QWERTY is a keyboard layout for Latin alphabets and is named for the order of the first six letters in the second row on the upper left of a keyboard or typewriter. The QWERTY layout was first documented in a typewriter patent issued in 1878.
The QWERTZ keyboard, also called Swiss keyboard, is used in German-speaking countries, since Z is more common in German than Y. In France and Belgium, AZERTY is used, and some common lower-case accented letters like é (e-acute) and è (e-grave) have dedicated keys. The letter ù (u-grave) also has its own key. Spain and Latin America kept QWERTY but with the addition of Ñ, a widely used character in Spanish.
The QWERTY layout is attributed to American inventor Christopher Latham Sholes. He developed the typewriter with an alphabetically arranged keyboard with Samuel W. Soulé, James Densmore, and Carlos Glidden. Their typewriter was patented in 1868 and named the Sholes & Glidden.
The original keyboard layout had the second half of the alphabet in order on the top row and the first half of the alphabet in order on the bottom row. However, that layout may have caused mechanical issues when common letter pairings that were alphabetically near or next to each other, such as "ST," would cause the keys mounted on metal arms to jam when typed quickly in succession. Some researchers debate this, including Kyoto University's Koichi Yasuoka and Motoko Yasuoka. They published a paper in 2011 putting forward a theory that the QWERTY layout was developed from the input of telegraph operators.

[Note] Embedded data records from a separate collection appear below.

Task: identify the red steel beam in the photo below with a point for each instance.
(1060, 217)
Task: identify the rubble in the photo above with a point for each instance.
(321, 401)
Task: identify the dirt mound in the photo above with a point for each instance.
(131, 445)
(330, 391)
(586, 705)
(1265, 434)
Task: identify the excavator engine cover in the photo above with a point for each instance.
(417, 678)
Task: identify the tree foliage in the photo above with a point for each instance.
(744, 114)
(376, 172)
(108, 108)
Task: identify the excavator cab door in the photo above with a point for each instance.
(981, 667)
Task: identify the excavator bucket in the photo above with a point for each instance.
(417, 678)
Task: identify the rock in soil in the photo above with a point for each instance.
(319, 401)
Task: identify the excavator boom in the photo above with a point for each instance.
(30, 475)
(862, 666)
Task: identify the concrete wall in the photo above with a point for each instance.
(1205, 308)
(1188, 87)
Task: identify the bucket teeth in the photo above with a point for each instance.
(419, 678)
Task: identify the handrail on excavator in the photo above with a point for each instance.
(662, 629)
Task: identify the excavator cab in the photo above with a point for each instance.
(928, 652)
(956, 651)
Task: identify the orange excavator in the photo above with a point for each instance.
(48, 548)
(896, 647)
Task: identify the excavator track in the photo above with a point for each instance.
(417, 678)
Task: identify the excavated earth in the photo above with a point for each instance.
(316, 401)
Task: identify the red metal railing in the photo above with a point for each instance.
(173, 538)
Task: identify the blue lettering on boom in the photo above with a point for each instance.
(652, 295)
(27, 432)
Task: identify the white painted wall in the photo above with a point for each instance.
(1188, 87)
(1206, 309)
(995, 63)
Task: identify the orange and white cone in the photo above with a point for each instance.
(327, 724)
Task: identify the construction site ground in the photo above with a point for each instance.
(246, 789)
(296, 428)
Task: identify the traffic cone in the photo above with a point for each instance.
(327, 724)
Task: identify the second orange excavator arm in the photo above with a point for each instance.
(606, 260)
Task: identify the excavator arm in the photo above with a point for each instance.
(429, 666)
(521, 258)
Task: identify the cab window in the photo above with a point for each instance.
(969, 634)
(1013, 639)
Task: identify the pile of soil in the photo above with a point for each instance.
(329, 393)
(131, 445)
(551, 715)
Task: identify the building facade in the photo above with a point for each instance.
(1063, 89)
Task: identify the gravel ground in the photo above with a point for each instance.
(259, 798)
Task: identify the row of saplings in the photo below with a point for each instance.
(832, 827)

Early typewriter adopters and beta-testers included telegraph operators who needed to quickly transcribe messages. However, the operators found the alphabetical arrangement confusing and inefficient for translating morse code.

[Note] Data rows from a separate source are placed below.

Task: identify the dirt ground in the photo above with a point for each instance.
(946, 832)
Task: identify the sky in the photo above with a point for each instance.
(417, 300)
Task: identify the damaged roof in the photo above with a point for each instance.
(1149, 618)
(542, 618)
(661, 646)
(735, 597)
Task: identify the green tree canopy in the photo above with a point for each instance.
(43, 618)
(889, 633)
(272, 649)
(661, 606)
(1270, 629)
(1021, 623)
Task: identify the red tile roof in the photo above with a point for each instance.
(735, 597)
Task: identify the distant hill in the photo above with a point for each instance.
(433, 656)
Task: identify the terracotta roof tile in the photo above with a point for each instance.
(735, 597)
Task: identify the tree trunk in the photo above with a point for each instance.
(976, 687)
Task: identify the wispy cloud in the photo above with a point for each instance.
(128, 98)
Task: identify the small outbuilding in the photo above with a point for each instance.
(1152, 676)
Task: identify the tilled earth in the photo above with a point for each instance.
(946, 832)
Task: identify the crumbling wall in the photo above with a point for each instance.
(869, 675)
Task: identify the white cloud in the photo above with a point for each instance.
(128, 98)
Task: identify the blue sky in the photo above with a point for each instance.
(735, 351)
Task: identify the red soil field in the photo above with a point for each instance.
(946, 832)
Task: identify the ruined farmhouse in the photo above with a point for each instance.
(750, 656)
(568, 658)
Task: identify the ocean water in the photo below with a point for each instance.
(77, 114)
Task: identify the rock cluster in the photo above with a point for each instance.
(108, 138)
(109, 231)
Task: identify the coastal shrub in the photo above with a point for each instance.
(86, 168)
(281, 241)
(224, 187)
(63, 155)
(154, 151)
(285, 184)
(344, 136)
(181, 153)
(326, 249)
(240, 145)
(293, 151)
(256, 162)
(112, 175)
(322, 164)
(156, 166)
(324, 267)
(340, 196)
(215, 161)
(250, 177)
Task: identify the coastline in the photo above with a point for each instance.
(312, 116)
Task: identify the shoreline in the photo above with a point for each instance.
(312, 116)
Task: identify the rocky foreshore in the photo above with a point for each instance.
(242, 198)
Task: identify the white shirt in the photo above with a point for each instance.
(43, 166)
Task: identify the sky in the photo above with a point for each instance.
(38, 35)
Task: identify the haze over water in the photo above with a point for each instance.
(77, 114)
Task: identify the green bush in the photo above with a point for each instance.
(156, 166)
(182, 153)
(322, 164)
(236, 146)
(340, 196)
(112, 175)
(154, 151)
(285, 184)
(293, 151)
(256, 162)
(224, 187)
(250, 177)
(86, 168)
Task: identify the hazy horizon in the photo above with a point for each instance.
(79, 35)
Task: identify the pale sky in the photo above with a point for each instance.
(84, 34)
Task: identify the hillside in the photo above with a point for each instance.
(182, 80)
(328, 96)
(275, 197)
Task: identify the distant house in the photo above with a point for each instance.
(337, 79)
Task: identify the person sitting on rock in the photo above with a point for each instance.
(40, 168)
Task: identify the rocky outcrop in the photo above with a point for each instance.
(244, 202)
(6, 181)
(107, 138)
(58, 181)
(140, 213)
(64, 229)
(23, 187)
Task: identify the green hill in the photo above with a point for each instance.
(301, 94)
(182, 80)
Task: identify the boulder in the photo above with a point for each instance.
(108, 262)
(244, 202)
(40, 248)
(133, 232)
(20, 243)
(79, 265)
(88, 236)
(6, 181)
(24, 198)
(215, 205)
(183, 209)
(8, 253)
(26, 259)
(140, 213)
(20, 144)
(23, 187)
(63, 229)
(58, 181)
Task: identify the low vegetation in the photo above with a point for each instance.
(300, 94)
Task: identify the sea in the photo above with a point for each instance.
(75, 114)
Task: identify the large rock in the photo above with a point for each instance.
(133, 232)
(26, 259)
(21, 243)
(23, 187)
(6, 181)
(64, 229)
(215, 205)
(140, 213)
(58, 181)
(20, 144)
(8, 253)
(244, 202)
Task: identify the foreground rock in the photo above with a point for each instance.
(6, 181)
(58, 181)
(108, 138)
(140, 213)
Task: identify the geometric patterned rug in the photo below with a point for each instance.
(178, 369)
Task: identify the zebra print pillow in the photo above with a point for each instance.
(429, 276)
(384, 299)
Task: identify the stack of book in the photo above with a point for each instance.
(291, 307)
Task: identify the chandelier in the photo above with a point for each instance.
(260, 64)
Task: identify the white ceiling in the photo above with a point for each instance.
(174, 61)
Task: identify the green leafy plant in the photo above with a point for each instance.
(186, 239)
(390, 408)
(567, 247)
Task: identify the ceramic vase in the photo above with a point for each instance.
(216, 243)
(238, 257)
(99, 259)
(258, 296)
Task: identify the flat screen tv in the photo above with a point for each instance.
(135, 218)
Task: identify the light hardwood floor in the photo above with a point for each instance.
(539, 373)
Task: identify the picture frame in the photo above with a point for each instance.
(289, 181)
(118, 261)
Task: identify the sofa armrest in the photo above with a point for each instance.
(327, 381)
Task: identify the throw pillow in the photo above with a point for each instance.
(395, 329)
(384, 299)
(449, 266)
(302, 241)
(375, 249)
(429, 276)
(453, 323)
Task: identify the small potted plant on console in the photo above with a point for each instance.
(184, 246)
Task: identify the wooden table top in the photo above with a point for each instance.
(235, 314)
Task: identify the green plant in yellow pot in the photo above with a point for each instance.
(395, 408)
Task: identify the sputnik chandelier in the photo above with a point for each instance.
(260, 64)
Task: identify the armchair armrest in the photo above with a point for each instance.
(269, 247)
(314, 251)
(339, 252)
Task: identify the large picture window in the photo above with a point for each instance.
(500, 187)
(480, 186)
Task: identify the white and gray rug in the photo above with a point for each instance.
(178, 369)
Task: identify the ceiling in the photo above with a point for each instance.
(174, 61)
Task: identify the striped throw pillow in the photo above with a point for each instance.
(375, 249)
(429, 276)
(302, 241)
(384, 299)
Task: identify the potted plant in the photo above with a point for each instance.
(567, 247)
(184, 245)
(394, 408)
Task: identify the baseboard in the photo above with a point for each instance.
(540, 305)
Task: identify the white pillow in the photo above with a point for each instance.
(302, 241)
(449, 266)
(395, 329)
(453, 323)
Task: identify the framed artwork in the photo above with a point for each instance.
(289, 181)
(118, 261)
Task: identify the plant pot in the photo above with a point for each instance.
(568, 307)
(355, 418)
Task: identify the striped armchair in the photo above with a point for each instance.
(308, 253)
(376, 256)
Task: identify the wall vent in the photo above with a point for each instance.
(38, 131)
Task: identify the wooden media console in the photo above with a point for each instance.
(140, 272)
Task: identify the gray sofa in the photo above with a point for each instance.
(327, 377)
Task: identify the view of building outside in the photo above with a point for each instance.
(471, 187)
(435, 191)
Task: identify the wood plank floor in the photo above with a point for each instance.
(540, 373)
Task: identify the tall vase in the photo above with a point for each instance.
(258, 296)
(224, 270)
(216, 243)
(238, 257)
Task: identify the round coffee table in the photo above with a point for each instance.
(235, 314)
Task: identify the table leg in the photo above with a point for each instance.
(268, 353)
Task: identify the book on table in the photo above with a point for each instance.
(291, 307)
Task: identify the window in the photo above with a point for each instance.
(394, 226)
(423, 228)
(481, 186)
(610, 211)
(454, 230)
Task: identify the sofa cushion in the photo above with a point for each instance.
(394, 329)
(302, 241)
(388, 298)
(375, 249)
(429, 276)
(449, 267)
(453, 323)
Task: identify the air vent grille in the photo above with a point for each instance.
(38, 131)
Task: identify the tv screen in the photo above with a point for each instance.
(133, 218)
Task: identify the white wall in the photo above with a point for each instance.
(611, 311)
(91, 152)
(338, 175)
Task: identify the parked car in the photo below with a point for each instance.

The layout of the letter keys changed over time, likely to both reduce jamming and speed up typing. Sholes went through several design iterations. He eventually revised the keyboard layout to QWERTY and filed a patent that was later issued in 1878, U.S. Patent No. 207,559. This is the first documented sighting of the QWERTY layout.

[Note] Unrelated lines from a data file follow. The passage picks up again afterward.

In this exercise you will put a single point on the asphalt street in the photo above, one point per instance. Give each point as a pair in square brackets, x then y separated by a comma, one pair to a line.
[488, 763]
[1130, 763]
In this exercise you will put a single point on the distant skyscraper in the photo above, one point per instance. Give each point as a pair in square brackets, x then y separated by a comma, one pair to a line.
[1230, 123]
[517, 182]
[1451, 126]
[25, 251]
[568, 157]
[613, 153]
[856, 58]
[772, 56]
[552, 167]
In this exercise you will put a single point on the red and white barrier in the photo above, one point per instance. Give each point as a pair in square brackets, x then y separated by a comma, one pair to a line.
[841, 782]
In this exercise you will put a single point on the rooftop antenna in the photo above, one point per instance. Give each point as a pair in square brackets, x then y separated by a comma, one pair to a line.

In 1873, Sholes and his partners entered into a manufacturing agreement with gun-maker Remington. The deal was considered a result of Remington seeking a new business line after the end of the Civil War when its guns were in less demand. They took an interest in the typewriter because they had the capability to manufacture precision equipment.
By 1890, there were more than 100,000 QWERTY-based Remington typewriters in use across the United States. Some historians also cite Remington's typing training program with the mass adoption of QWERTY. In 1893, the five largest typewriter manufacturers—Remington, Caligraph, Yost, Densmore, and Smith-Premier—merged to form the Union Typewriter Company and agreed to adopt QWERTY as the de facto standard.